Open source in proprietary corporate infrastructure
- Salesforce state of things and how we got here
2007 Discussion about creating an open source package for Salesforce, which lead to creating the non-profit success starter pack
Underneath all of this is a proprietary, corporate platform built on an Oracle database system
Salesforce as a platform is set up to make customization declarative, so that people can configure the software to track business processes and create reports without custom code.
While Salesforce started out mainly as a database, it's now an entire platform where not only store data, but also track business processes and workflows.
A benefit of this is that you have to manage less infrastructure yourself because Salesforce does that part for you.
Salesforce has started open sourcing some things—like the new Lightning interface is open source and you can see the css/html and related code.
- Non-profit success pack (aka Non-profit starter)
Takes the for-profit default setup of Salesforce and configures that to be more non-profit centric. For example, tracking households and donations rather than businesses and profits.
Question: How does Salesforce compare to donation platforms. Compared to some other donation platforms, Salesforce is more configurable, but then also takes more work to set up.

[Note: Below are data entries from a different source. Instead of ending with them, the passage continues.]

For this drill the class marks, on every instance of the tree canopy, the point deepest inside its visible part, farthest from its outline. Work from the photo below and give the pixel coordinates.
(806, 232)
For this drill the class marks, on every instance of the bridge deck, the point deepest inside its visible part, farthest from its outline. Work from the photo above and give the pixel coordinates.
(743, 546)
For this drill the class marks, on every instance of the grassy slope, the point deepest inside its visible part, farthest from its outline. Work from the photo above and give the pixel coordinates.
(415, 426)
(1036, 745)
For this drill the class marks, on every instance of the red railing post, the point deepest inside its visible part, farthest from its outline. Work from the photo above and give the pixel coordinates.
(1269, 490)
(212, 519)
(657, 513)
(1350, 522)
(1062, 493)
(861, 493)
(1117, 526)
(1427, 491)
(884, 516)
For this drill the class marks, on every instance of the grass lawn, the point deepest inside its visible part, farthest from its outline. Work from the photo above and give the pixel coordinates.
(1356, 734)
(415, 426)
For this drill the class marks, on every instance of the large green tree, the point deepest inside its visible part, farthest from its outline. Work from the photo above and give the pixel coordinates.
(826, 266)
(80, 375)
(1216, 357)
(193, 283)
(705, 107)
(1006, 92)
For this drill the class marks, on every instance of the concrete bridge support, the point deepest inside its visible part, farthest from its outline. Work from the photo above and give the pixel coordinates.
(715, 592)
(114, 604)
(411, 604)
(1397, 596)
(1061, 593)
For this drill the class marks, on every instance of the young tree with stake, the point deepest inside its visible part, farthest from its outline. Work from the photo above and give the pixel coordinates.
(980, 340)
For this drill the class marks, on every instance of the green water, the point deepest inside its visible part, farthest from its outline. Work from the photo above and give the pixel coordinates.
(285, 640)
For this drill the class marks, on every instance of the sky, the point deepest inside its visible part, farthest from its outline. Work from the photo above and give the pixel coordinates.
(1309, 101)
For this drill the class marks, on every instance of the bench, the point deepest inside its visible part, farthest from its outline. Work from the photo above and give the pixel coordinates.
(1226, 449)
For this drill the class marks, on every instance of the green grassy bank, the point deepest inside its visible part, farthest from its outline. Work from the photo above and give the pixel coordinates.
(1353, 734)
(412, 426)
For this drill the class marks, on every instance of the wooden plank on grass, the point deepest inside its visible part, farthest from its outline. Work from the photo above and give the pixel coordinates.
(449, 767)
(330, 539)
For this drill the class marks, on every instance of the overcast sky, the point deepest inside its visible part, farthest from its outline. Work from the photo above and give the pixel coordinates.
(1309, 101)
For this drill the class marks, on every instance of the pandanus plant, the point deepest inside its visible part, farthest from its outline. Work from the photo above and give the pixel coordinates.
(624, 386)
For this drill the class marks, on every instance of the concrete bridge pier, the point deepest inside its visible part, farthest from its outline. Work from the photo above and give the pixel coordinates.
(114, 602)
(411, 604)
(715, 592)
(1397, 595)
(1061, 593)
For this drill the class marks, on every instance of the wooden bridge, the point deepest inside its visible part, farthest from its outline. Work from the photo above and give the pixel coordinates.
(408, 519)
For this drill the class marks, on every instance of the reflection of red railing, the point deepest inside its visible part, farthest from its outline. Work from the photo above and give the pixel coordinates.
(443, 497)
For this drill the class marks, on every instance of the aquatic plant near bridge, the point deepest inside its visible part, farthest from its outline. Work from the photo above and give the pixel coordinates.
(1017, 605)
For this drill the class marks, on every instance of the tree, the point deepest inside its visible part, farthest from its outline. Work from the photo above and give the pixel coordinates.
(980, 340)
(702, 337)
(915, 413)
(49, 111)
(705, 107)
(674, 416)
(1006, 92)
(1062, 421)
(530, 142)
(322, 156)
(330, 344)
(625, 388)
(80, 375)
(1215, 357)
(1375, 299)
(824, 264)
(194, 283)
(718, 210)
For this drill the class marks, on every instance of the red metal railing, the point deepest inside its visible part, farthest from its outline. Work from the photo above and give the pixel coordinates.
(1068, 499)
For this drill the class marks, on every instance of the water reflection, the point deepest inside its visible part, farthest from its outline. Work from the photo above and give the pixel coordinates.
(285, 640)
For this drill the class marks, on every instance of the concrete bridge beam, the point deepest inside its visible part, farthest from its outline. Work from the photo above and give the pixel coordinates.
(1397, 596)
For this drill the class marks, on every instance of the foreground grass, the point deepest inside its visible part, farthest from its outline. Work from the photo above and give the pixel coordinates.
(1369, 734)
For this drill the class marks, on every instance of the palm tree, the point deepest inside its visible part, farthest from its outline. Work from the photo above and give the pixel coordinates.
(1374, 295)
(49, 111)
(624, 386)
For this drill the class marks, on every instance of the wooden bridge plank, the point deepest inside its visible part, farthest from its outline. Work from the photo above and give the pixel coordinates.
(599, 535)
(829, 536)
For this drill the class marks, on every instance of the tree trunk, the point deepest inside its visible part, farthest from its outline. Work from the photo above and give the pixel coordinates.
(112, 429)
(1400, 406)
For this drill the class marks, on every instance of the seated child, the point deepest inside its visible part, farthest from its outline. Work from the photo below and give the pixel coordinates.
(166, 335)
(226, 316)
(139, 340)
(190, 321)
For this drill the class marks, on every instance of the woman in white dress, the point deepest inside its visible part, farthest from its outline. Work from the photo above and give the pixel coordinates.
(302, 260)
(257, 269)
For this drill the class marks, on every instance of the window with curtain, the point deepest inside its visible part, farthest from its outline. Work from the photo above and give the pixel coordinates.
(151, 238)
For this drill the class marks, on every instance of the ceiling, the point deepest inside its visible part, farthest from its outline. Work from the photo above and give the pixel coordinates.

Question: What about NGO connect? This was a flop… Salesforce spent a lot of money on a product that didn't really meet organizations' needs. Salesforce as refocused and now put their support behind the non-profit success pack.
Question: Constituent stuff for non-profits? There about 5 different apps that do that. What about canvasing? No, nothing for that.
Question: Are there apps or companies that make apps that cater to non-profit needs.
Be cautious about what other software means when they advertise that they "integrate" with Salesforce. This might just mean that they dump data into Salesforce, which by itself isn't necessarily that useful.
Question: How can I be a saavy consumer of Salesforce vendors? Look for a list of consultants on Salesforce.org that specialize in non-profits (".org", not ".com"). Also, Power of us hub is a place where consumers of Salesforce products leave reviews and make recommendations, but requires having a Salesforce license to access.
- The Goat Farm
Underlying problem is that of this is still proprietary platform, with a proprietary app store, and Salesforce takes a cut of every transaction.
This reality has also stymied open source innovation on the platform.
Goat Farm is an organization working on building things that Salesforce.org isn't building.
Inspired by blockchain: prescribe a mechanism for organizing in a distributed, autonomous, decentralized way of building non-profit software.
Seed community is Salesforce, but the mission is broader than Salesforce.
Dash (in the cryptocurrency world) has a percentage of money that is redistributed to building the it's infrastructure and has strong governance around the project.
"The Goat Chain" is inspired by this model that allows people to put need/proposals out to the community where the community can upvote that proposal. Individuals who contribute to the project are rewarded with "goats" and then having larger say in what happens in the community.
Contributions can be code, but also documentation, videos, community events, etc.
Current ideas for process:
Community members put out projects, which have a goat value. Project proposers put up at least 10% of their goats against the project. Project implementers contact a project manager. Upon completion of the project, the project manager divides up the goats among the project implementers.
Goats are then used to vote on which projects will get done in the future.
There are current proposals created by the core team. It's being managed by a website, but not using blockchain, yet.
Working with colony.io to do this based on ethereum for a distributed server technology.